Emilia come una naranja, en la cocina, prolijamente sentada en el extremo de la larga mesa de pino donde antaño, entre bullicio y humo de cigarros, merendaba la peonada. Hoy, en la cocina vacía, en silencio, sólo ella y Juana, su acompañante, habitan el lugar. Su mirada celeste atraviesa la ventana, cruza el patio, salta el desierto bebedero de los animales y se pierde entre los frutales; arriba, sólo el cielo de diciembre, donde las únicas nubes que se ven son las verdosas bandadas de cotorras que su padre espanta para que no dañen los ciruelos. Muerde el fragante gajo y sonríe imaginando a papá enojado, revoleando la chaqueta, insultando al verde enemigo que vuela a refugiarse en los eucaliptos de la estación.

Se levanta, inquieta. Juana le dice que no salga, ella insiste, y Juana le permite sentarse en la mecedora de la galería, pero no más lejos. Ella contesta que sí, que está bien, que lo único que quiere es esperar a Marcel, amor de su vida. Declama a viva voz que se casará con él, aunque sea sólo el peón de papá. Juana sonríe, entre divertida y resignada, como quien tiene un recuerdo del futuro, algo que sucedió y sucederá, un reflejo circular…

El sol comienza su despedida del hoy. Emilia se siente más feliz en la galería. El reverbero de la luz entre las sombras que se alargan le recuerda aún más a Marcel, a su calor, a sus besos, a una eterna primavera. Juana se asoma, le recuerda que no salga de la galería que ya anochece. Emilia asiente, pero no entra en la casa. La casa le provoca una inexplicable tristeza, siente que ella la aleja de todo lo que la hace feliz, de la luz, la primavera, el amor. Mientras se hamaca suavemente en la mecedora, se adormece pensando en la vuelta de Marcel.
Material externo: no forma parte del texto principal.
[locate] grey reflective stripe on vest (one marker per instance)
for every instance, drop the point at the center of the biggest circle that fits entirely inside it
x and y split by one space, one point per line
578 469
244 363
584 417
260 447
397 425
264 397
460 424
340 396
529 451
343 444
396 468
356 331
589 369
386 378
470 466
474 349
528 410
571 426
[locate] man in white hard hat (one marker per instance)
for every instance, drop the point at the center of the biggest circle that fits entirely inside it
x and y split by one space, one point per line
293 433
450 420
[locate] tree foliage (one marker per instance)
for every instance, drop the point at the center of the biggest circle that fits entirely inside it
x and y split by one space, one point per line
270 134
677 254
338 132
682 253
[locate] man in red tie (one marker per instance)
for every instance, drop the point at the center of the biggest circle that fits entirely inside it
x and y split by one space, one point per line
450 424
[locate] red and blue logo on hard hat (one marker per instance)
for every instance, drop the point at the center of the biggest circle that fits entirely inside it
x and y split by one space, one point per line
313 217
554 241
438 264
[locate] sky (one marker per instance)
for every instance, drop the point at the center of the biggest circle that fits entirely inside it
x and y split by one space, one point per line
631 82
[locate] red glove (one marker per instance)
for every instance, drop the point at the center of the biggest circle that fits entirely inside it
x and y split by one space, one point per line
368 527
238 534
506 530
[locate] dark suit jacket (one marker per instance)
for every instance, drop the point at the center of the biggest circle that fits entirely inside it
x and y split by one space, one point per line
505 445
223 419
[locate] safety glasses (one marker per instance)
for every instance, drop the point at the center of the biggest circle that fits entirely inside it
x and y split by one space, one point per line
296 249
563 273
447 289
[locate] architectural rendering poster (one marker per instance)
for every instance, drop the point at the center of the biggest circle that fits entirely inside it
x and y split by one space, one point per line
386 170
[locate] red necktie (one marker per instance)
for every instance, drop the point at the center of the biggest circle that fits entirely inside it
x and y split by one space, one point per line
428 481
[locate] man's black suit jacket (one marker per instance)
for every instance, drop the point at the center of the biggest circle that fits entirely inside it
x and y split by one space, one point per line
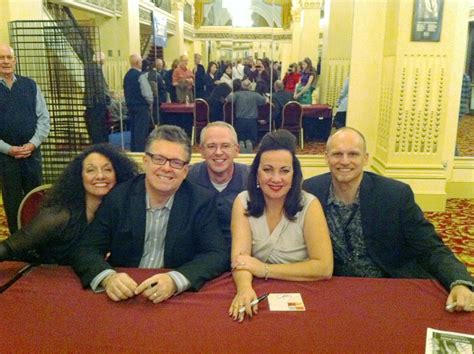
399 239
194 245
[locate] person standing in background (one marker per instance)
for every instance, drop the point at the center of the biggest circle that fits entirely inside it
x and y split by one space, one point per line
183 81
96 99
24 126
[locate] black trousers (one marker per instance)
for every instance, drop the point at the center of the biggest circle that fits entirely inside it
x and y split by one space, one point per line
246 129
96 123
139 127
18 178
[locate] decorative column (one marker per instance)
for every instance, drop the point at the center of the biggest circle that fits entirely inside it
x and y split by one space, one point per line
175 46
410 91
128 29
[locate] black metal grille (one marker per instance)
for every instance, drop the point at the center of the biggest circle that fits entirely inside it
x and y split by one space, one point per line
53 53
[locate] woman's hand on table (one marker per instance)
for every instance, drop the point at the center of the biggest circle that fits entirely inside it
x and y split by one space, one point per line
243 298
119 286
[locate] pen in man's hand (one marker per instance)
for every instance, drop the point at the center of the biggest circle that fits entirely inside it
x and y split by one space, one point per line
254 302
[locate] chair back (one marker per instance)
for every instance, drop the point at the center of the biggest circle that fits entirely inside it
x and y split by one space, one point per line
201 113
228 113
292 115
30 204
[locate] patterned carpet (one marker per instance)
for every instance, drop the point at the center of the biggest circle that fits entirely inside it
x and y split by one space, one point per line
455 226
Noche cerrada. Emilia aún duerme en la galería, recortada sobre un telón negro donde antes hubo cielo y árboles. Juana la observa a través de la puerta mosquitero, luego se quita el delantal, lo dobla cariñosamente y lo deja sobre la silla donde Emilia inició su ensoñación. Deja la cocina y camina a través de la sala, rumbo al dormitorio. Mientras camina recorre con su mano y con la mirada el largo aparador sobre el cual descansa, en viejas fotos, la historia familiar: Emilia, sus padres, un tímido Marcel; más allá ambos abrazados, juntos, fervientes, felices. Y luego los hijos, y los nietos, y nuevamente, luego de un camino de adioses, ellos otra vez. Emilia y Marcel.

Juana entra al oscuro dormitorio atestado de aparatos y medicamentos, apenas la luz de una lámpara. En él, un fatigado Marcel no duerme. En su vigilia, su mirada líquida, pero con el brillo del que aún espera, recibe a Juana. Pregunta por Ella, por Emilia, por su amor.

Juana suspira, acomoda las almohadas del anciano y acariciando su pecho como para librarlo de cualquier tristeza, le dice que esté tranquilo, que la señora está bien, que lo está esperando.